Naturally the most enthusiastic was Rino, who regained energy, color, good humor, and, as he had been the close friend of the Solaras, so he began to be Stefano’s close friend, Alfonso’s, Pinuccia’s, even Signora Maria’s. When, finally, Fernando’s last reservation dissolved, Stefano went to the shop and, after a small discussion, came to a verbal agreement on the basis of which he would put up the expenses and the two Cerullos would start production of the model that Lila and Rino had already made and all the other models, it being understood that they would split the possible profits half and half. He took the documents out of a pocket and showed them to them one after another.
“You’ll do this, this, this,” he said, “but let’s hope that it won’t take two years, as I know happened with the other.”
“My daughter is a girl,” Fernando explained, embarrassed, “and Rino hasn’t yet learned the job well.”
Stefano shook his head in a friendly way.
“Leave Lina out of it. You’ll have to take on some workers.”
“And who will pay them?” Fernando asked.
“Me again. You choose two or three, freely, according to your judgment.”

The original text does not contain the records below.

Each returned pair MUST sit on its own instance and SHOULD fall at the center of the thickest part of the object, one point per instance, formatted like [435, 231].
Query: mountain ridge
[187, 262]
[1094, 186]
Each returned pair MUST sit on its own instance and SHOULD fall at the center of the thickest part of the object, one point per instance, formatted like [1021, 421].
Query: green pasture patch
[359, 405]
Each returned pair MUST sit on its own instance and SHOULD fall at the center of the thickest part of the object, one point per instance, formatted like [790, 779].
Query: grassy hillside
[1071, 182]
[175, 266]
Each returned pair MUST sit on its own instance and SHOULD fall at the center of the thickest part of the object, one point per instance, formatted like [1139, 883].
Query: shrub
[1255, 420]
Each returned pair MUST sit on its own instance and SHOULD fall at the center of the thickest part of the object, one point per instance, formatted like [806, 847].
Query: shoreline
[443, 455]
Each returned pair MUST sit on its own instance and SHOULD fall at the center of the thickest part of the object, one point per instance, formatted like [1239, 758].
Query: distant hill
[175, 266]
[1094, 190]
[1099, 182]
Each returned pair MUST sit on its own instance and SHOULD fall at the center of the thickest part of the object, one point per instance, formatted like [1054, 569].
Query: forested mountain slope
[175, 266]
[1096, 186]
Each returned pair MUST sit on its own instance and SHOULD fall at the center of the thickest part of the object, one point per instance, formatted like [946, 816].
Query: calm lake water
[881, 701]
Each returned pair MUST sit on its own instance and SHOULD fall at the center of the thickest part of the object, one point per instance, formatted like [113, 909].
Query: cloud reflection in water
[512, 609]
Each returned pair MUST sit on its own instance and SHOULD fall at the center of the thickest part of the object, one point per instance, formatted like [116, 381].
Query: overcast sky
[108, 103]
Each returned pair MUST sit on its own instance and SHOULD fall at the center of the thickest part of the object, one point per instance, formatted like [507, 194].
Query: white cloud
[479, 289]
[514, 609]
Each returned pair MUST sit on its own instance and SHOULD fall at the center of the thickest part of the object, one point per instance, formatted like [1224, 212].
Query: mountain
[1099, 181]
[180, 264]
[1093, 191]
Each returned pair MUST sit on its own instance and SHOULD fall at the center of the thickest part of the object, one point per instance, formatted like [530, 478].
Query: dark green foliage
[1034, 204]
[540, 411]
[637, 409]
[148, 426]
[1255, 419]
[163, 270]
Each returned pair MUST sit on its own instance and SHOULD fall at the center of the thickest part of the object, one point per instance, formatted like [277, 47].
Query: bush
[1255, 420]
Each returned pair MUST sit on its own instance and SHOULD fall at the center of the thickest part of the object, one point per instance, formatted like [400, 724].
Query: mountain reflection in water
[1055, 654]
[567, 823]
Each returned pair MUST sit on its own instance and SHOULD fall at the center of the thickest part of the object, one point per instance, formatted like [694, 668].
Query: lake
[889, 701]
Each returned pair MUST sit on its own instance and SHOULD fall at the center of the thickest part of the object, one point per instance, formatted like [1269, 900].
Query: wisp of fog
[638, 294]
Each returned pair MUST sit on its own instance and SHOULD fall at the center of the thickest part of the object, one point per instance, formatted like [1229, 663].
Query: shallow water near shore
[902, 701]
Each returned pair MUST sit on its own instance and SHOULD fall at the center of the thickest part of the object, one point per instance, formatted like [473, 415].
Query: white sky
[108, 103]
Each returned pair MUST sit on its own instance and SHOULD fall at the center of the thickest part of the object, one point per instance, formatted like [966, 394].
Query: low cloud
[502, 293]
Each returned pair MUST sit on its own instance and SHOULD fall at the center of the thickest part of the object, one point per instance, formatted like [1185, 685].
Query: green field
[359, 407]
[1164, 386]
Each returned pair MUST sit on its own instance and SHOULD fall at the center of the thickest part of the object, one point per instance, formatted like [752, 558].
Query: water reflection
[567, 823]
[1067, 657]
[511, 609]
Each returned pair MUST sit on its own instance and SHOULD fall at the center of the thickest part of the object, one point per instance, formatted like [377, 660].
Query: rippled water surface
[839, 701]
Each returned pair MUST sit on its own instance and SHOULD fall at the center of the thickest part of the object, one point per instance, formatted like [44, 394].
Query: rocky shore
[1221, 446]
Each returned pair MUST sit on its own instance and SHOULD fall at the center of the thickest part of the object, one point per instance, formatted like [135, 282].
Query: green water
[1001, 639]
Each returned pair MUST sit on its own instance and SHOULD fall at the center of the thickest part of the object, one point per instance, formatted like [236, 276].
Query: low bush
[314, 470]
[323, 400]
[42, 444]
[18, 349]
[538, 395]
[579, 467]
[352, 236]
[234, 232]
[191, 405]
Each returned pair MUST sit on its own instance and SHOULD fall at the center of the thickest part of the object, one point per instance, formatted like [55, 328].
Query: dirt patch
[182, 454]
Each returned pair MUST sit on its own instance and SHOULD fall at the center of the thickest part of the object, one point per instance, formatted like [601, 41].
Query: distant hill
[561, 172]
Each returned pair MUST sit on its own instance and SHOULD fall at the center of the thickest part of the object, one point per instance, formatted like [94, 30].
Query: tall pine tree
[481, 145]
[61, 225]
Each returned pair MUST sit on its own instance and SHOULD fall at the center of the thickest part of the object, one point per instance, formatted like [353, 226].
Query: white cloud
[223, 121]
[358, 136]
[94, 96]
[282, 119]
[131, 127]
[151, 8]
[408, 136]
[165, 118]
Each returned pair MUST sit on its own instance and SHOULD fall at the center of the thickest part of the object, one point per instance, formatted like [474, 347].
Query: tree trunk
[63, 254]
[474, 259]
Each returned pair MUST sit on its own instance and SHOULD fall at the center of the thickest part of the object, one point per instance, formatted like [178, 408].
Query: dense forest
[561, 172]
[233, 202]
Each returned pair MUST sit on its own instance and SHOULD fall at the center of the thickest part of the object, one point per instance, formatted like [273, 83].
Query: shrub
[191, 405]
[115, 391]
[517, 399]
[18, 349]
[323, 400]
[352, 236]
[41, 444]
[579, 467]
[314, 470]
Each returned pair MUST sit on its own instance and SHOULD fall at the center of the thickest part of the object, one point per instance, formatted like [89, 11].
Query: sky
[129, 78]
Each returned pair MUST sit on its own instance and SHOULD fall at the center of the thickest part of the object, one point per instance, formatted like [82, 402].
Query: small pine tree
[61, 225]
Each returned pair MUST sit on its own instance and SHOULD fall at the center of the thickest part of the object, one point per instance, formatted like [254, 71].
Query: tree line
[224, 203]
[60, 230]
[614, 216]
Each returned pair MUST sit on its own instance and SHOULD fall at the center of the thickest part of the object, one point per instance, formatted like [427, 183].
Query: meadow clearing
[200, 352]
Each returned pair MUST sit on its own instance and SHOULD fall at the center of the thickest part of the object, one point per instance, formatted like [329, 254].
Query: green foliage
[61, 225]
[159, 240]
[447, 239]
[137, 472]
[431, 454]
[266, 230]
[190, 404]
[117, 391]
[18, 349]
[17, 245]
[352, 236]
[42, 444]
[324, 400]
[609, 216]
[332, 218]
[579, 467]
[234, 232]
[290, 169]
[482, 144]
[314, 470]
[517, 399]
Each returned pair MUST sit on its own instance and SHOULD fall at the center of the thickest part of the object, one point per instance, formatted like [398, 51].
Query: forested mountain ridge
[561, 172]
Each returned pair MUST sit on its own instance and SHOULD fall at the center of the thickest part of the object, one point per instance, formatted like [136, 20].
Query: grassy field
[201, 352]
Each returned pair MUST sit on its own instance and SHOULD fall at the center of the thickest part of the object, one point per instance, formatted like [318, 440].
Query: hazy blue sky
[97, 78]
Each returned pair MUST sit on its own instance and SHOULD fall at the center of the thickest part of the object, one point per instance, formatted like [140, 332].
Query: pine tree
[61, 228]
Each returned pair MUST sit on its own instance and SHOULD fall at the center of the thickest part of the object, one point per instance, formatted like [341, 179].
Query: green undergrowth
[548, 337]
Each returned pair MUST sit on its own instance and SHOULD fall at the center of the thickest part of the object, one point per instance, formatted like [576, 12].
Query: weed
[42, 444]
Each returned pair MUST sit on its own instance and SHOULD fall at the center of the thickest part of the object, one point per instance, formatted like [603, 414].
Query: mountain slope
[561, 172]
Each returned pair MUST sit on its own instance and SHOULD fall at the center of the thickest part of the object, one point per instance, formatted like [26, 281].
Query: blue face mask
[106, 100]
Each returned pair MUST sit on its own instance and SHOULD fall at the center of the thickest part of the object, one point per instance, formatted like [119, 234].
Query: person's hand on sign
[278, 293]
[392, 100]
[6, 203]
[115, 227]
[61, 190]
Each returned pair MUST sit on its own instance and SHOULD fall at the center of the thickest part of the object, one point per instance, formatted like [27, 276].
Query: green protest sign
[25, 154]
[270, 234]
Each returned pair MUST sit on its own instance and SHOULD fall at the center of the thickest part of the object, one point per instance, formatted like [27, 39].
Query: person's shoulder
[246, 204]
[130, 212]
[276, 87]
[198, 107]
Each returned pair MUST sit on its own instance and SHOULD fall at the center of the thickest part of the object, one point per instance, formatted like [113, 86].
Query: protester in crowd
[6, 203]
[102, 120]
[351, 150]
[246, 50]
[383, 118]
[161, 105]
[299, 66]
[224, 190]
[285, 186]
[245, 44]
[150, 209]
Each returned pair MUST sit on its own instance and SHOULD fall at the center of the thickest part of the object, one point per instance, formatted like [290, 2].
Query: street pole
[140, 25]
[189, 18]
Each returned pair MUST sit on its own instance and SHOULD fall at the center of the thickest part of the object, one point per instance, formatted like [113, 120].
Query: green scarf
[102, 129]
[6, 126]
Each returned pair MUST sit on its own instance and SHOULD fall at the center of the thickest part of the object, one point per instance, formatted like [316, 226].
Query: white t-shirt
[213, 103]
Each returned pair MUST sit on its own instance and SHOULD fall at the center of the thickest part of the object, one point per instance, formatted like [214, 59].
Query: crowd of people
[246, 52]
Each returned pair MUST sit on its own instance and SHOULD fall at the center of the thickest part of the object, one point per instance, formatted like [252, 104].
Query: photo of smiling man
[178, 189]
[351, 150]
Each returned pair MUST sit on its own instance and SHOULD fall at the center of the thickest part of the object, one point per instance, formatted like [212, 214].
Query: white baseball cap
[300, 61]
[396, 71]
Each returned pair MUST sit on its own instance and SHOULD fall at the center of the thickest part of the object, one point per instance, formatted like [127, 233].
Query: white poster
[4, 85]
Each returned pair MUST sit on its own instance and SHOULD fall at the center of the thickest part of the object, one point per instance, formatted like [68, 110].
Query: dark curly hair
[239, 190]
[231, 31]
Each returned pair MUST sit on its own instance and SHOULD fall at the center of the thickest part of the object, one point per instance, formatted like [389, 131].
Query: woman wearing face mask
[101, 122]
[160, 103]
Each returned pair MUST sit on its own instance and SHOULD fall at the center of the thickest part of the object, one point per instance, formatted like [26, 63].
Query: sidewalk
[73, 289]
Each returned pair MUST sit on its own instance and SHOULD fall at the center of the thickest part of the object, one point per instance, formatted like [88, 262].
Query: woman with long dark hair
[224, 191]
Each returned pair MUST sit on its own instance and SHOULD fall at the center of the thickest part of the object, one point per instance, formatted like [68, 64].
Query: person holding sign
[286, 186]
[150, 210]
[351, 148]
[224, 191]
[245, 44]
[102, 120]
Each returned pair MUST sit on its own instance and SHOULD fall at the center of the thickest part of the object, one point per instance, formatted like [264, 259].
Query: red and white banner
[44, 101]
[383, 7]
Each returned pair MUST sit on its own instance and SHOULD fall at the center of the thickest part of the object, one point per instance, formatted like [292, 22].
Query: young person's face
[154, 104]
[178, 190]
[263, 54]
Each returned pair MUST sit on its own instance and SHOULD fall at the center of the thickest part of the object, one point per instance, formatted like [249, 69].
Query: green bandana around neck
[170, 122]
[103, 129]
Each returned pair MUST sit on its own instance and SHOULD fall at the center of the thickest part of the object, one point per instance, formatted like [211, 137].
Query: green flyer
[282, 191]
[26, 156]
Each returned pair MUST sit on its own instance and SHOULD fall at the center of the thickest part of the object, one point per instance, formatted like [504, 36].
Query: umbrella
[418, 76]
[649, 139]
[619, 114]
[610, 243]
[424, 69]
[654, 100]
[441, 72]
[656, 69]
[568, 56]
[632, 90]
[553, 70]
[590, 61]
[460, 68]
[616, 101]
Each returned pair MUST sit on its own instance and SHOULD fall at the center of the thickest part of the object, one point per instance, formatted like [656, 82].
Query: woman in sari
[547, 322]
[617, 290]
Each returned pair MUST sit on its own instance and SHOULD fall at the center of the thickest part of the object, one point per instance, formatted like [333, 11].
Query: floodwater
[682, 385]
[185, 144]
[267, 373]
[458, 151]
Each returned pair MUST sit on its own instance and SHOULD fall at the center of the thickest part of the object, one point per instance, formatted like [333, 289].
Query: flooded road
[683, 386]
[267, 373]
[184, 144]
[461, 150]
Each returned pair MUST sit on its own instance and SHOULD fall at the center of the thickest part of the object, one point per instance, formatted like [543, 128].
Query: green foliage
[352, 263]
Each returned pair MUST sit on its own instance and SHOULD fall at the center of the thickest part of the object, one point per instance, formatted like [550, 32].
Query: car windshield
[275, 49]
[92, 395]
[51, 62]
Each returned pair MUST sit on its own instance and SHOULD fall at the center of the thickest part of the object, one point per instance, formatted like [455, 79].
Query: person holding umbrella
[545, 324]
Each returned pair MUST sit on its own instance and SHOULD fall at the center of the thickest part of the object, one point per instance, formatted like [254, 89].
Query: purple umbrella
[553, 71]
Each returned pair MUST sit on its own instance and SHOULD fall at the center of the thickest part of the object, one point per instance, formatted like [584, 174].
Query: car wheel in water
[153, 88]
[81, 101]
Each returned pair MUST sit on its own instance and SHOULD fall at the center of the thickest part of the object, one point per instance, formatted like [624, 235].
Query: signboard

Fernando, at the idea of having, no less, employees, turned red and his tongue was loosened, to the evident annoyance of his son. He spoke of how he had learned the trade from his late father. He told of how hard the work was on the machines, in Casoria. He said that his mistake had been to marry Nunzia, who had weak hands and no wish to work, but if he had married Ines, a flame of his youth who had been a great worker, he would in time have had a business all his own, better than Campanile, with a line to display perhaps at the regional trade show. He told us, finally, that he had in his head beautiful shoes, perfect, that if Stefano weren’t set on those silly things of Lina’s, they could start production now and you know how many they would sell. Stefano listened patiently, but repeated that he, for now, was interested only in having Lila’s exact designs made. Rino then took his sister’s sheets of paper, examined them carefully, and asked him in a lightly teasing tone:
“When you get them framed where will you hang them?”
“In here.”
Rino looked at his father, but he had turned sullen again and said nothing.
“My sister agrees about everything?” he asked.
Stefano smiled: “Who can do anything if your sister doesn’t agree?”
He got up, shook Fernando’s hand vigorously, and headed toward the door. Rino went with him and, with sudden concern, called to him from the doorway, as Stefano was going to the red convertible:
“The brand of the shoes is Cerullo.”
Stefano waved to him, without turning: “A Cerullo invented them and Cerullo they will be called.”
39.
That same night Rino, before he went out with Pasquale and Antonio, said, “Marcè, have you seen that car Stefano’s got?”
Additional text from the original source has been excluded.